An Information Retrieval system that is capable of accommodating
- Boolean search queries
- Positional search queries
- Free text queries
- Naive Bayes Classification
- K Nearest Neighbor Classification
The Naive Bayes classifier classifies documents into 5 class values namely
- Business
- Entertainment
- Politics
- Technology
- Sports
On using the search engine, only the first 100 characters of each found
document will be printed in the command line. The entire output will be
written to a text file called query_results.txt
.
All the dependencies required can be installed using pip
- Pandas
- Numpy
- Nltk
- After installing NLTK, uncomment 3rd line in program to download essential dependent files.
- Pickle
Parameter | Feature |
---|---|
--bs | Boolean Search using Inverted Index |
--ps | Positional Search using Inverted Index |
--vsm | Free text search using Vector Space Model |
--nb | Naive Bayes Classification (Multinomial) |
--knn | K Nearest Neighbor Classification |
Currently this is a command line application and the following commands can be used to utilize the features of the system.
python3 search_engine.py --bs *query
python3 search_engine.py --ps *query
python3 search_engine.py --vsm *query
python3 search_engine.py --nb document_path
python3 search_engine.py --knn document_path
A set of test queries that can be used to check the functionality of the system are given below.
AND Queries
- Jackie Ballard Parliament
- Research and Development
Positional Queries
- flattered and honoured
- printed with registered trademarks
Free text Queries
- Cyber computers government
- Actress actor theatre
Test Classification Documents
A set of test documents are available in testing_documents
folder that
can be used to test the functionality of the naive bayes classifier. These
documents were not used to train the model and are from the testing set of
documents.
Some examples are
- politics_1.txt
- sport_1.txt
- entertainment_1.txt
- business_1.txt
- tech_1.txt
[https://drive.google.com/drive/folders/1tqJWz7wUYaVPhLadqFEhh4Rq8rt3kkkM?usp=sharing]

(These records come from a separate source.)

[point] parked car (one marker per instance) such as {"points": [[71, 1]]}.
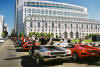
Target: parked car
{"points": [[61, 44], [83, 51], [48, 52], [27, 45], [1, 40]]}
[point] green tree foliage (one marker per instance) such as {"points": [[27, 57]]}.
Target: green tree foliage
{"points": [[31, 34]]}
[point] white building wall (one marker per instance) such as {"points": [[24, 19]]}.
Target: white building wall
{"points": [[20, 14], [1, 25], [76, 24]]}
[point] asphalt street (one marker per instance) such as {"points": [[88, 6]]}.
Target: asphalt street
{"points": [[13, 56]]}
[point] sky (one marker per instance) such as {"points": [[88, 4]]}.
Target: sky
{"points": [[7, 9]]}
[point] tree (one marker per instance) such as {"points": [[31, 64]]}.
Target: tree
{"points": [[21, 34]]}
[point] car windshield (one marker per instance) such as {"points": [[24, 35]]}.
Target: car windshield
{"points": [[1, 39], [54, 48]]}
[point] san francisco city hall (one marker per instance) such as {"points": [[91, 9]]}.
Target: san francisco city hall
{"points": [[62, 19]]}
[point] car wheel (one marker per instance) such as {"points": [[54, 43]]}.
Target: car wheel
{"points": [[75, 56], [38, 61]]}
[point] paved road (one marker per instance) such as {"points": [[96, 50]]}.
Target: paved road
{"points": [[12, 56]]}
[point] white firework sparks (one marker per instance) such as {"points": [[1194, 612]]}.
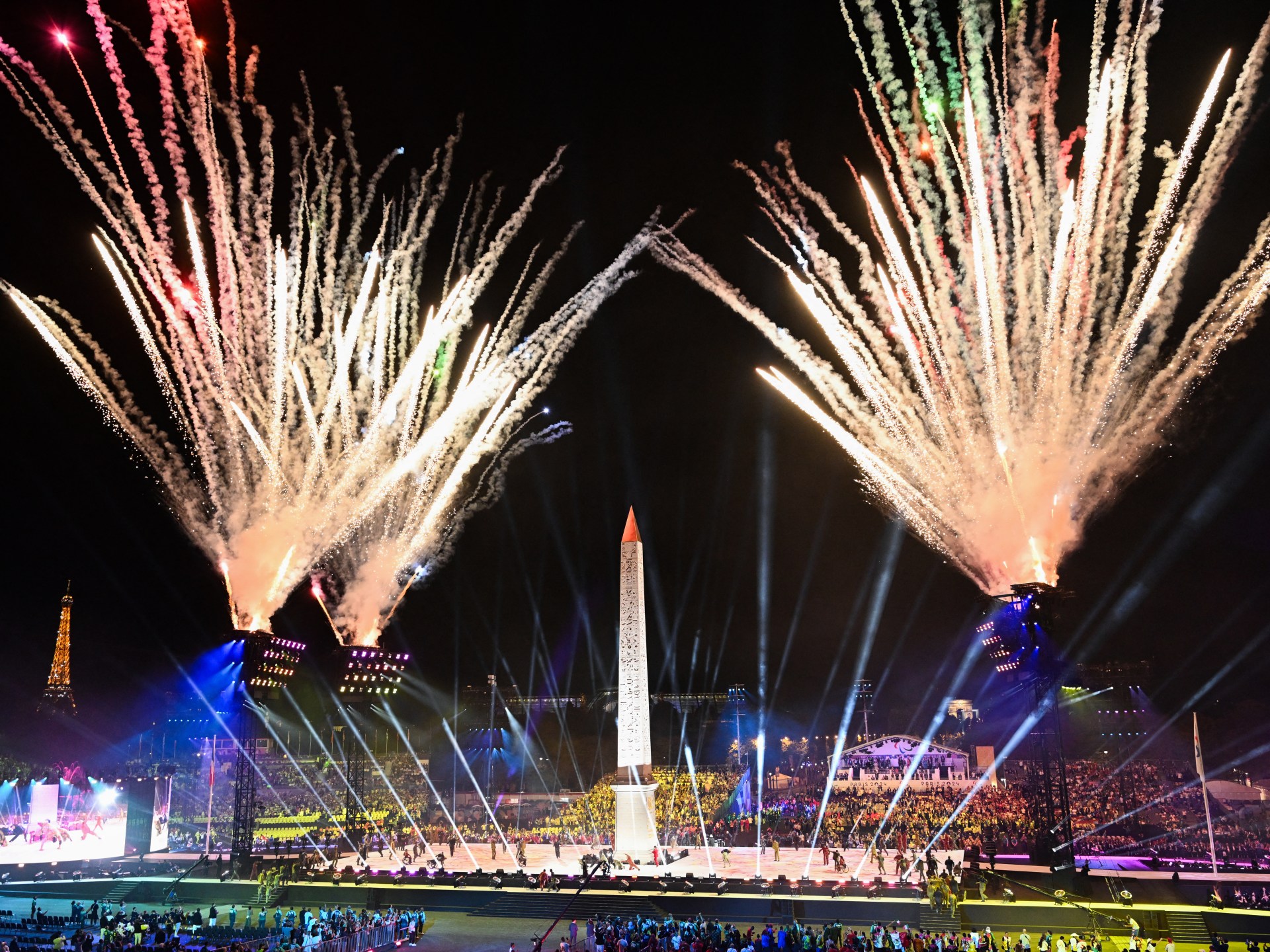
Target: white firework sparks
{"points": [[1007, 347], [310, 390]]}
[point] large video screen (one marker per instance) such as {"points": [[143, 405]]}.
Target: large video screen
{"points": [[159, 820], [46, 822]]}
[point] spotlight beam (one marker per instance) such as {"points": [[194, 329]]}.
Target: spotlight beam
{"points": [[379, 770], [418, 763], [308, 782], [479, 793], [705, 840]]}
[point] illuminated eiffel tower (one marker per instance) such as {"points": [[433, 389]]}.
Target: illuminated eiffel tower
{"points": [[58, 694]]}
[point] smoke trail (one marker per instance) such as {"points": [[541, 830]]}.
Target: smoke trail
{"points": [[1005, 360], [317, 400]]}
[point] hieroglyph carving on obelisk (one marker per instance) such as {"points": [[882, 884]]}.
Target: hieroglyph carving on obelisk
{"points": [[634, 744]]}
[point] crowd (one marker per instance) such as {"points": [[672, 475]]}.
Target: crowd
{"points": [[106, 928], [700, 935], [1143, 809]]}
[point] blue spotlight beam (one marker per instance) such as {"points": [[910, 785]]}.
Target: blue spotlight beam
{"points": [[968, 660], [476, 787], [308, 783], [697, 796], [238, 744], [331, 758], [880, 590], [384, 777], [418, 763]]}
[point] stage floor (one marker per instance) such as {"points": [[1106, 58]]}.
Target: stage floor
{"points": [[742, 861]]}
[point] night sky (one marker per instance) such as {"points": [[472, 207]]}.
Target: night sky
{"points": [[654, 102]]}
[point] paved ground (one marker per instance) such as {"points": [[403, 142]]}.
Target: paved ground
{"points": [[742, 861], [447, 932]]}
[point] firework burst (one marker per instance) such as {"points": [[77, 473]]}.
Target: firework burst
{"points": [[313, 395], [1006, 356]]}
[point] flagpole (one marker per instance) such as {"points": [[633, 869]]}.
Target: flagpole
{"points": [[211, 789], [1203, 783]]}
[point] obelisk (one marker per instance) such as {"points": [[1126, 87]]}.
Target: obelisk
{"points": [[635, 829]]}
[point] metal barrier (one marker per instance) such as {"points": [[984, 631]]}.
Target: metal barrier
{"points": [[362, 941]]}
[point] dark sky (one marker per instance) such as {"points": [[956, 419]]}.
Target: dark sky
{"points": [[654, 102]]}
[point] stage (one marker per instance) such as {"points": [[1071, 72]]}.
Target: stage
{"points": [[105, 843], [740, 862]]}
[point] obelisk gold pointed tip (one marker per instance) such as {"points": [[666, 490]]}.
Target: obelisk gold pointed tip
{"points": [[632, 534]]}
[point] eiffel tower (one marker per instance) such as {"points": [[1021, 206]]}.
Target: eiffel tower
{"points": [[58, 694]]}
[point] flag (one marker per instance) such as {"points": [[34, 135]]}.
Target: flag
{"points": [[1199, 754]]}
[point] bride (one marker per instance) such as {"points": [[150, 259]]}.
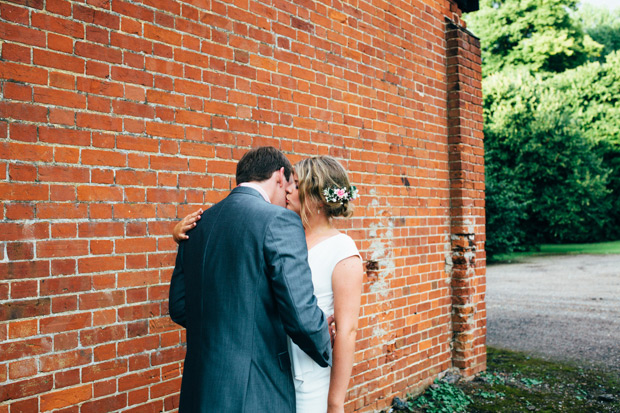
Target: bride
{"points": [[322, 192]]}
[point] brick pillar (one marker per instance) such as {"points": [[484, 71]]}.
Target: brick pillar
{"points": [[466, 264]]}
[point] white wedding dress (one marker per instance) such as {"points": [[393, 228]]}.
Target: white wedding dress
{"points": [[312, 380]]}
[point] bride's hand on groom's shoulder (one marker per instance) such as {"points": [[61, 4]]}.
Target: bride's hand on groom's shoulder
{"points": [[179, 232], [335, 409], [331, 323]]}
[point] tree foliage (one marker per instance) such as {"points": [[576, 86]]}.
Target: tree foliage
{"points": [[540, 35], [545, 180], [602, 25], [552, 120]]}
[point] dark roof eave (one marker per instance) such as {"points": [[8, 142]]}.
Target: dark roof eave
{"points": [[467, 6]]}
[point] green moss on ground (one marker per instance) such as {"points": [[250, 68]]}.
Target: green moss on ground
{"points": [[515, 382]]}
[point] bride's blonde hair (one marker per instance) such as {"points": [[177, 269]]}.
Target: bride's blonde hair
{"points": [[315, 175]]}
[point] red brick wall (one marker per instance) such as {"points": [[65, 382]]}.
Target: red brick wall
{"points": [[119, 117]]}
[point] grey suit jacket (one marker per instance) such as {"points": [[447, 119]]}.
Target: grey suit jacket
{"points": [[241, 284]]}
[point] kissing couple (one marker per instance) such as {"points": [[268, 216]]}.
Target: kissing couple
{"points": [[255, 279]]}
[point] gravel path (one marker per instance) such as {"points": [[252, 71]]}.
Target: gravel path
{"points": [[558, 307]]}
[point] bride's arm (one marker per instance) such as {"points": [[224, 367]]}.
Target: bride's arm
{"points": [[347, 285], [179, 232]]}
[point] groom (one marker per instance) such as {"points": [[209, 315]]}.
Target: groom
{"points": [[241, 284]]}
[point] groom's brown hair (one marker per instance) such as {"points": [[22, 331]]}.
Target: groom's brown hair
{"points": [[260, 163]]}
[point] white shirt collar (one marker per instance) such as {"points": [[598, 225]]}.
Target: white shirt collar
{"points": [[258, 188]]}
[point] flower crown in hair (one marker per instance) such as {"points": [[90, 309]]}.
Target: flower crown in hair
{"points": [[336, 194]]}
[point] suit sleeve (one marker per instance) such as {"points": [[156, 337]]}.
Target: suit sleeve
{"points": [[176, 295], [286, 255]]}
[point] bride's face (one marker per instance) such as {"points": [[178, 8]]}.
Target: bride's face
{"points": [[292, 199]]}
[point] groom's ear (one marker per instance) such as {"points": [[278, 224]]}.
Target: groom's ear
{"points": [[281, 178]]}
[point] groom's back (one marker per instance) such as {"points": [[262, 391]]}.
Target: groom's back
{"points": [[234, 332]]}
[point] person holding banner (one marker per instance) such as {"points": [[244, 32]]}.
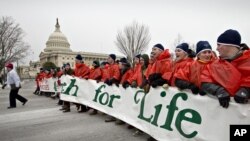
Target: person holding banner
{"points": [[161, 67], [182, 60], [114, 77], [14, 81], [136, 70], [113, 70], [229, 75], [95, 74], [82, 71], [66, 104], [190, 77]]}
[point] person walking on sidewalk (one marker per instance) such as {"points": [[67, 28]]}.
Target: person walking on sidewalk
{"points": [[14, 81]]}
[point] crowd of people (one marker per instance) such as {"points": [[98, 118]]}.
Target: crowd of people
{"points": [[201, 71]]}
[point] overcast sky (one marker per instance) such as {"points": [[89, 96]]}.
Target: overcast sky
{"points": [[92, 25]]}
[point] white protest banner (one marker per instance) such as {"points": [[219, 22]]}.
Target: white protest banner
{"points": [[49, 85], [167, 115]]}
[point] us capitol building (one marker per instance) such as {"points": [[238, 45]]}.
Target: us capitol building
{"points": [[58, 51]]}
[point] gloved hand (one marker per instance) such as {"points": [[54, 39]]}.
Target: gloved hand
{"points": [[107, 82], [134, 84], [146, 88], [242, 95], [182, 84], [144, 83], [202, 92], [4, 85], [154, 76], [194, 89], [158, 82], [165, 86], [125, 84], [223, 97]]}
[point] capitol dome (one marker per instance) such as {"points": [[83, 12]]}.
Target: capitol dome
{"points": [[57, 41]]}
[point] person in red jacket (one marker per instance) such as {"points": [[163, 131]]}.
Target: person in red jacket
{"points": [[38, 78], [114, 77], [95, 74], [160, 67], [189, 77], [104, 69], [126, 71], [81, 71], [139, 76], [229, 75], [113, 70], [184, 56]]}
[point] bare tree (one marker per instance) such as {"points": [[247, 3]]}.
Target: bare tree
{"points": [[12, 46], [133, 40]]}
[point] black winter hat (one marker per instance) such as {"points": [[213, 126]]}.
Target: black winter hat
{"points": [[138, 56], [113, 56], [97, 63], [159, 46], [123, 60], [184, 47], [201, 46], [79, 57], [230, 37], [67, 64]]}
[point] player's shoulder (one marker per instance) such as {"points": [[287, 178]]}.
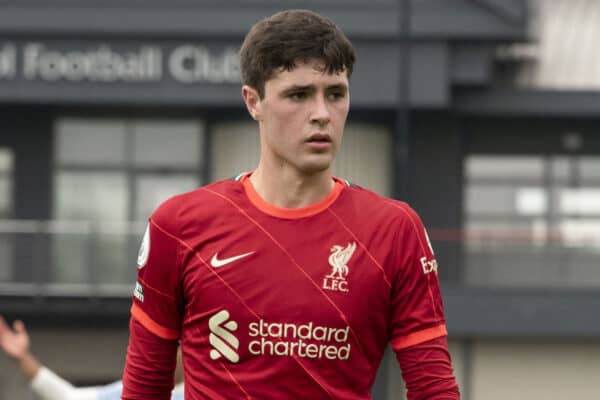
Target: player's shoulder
{"points": [[193, 205], [111, 391], [374, 203]]}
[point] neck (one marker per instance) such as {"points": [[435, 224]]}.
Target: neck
{"points": [[286, 189]]}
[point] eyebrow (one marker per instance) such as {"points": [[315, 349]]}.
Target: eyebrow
{"points": [[312, 88]]}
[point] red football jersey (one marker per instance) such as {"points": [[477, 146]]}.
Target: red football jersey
{"points": [[273, 303]]}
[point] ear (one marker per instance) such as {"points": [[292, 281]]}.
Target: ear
{"points": [[253, 103]]}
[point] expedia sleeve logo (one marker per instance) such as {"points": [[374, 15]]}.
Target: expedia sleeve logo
{"points": [[144, 248]]}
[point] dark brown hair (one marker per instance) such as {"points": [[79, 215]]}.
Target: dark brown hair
{"points": [[288, 37]]}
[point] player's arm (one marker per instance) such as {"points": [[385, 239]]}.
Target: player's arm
{"points": [[418, 322], [15, 344], [155, 314], [44, 383]]}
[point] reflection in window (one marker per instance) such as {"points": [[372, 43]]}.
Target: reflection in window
{"points": [[6, 210], [532, 220], [110, 175], [6, 182]]}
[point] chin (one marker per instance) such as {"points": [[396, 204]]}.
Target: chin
{"points": [[315, 168]]}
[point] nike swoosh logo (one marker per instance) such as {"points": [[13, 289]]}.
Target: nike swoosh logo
{"points": [[215, 262]]}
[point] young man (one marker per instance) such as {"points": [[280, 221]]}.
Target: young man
{"points": [[287, 282], [46, 384]]}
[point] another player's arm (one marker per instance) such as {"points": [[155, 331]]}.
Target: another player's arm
{"points": [[156, 314], [44, 383], [419, 330]]}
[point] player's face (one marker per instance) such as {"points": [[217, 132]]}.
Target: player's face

python3 search_engine.py --bs Anderson country
The above command will search for documents containing both "Anderson" and "country".
python3 search_engine.py --ps New York
The above command will search for documents that contain "New" and "York" in the same order.
python3 search_engine.py --vsm Today in politics
The above command will search and provides top 10 documents that are similar to the query.
python3 search_engine.py --knn test_documents/tech/tech_1.txt
It classifies the tech_1.txt document using K nearest neighbors classifier.
python3 search_engine.py --nb test_documents/tech/tech_2.txt
It classifies the tech_1.txt document using Naive Bayes classifier.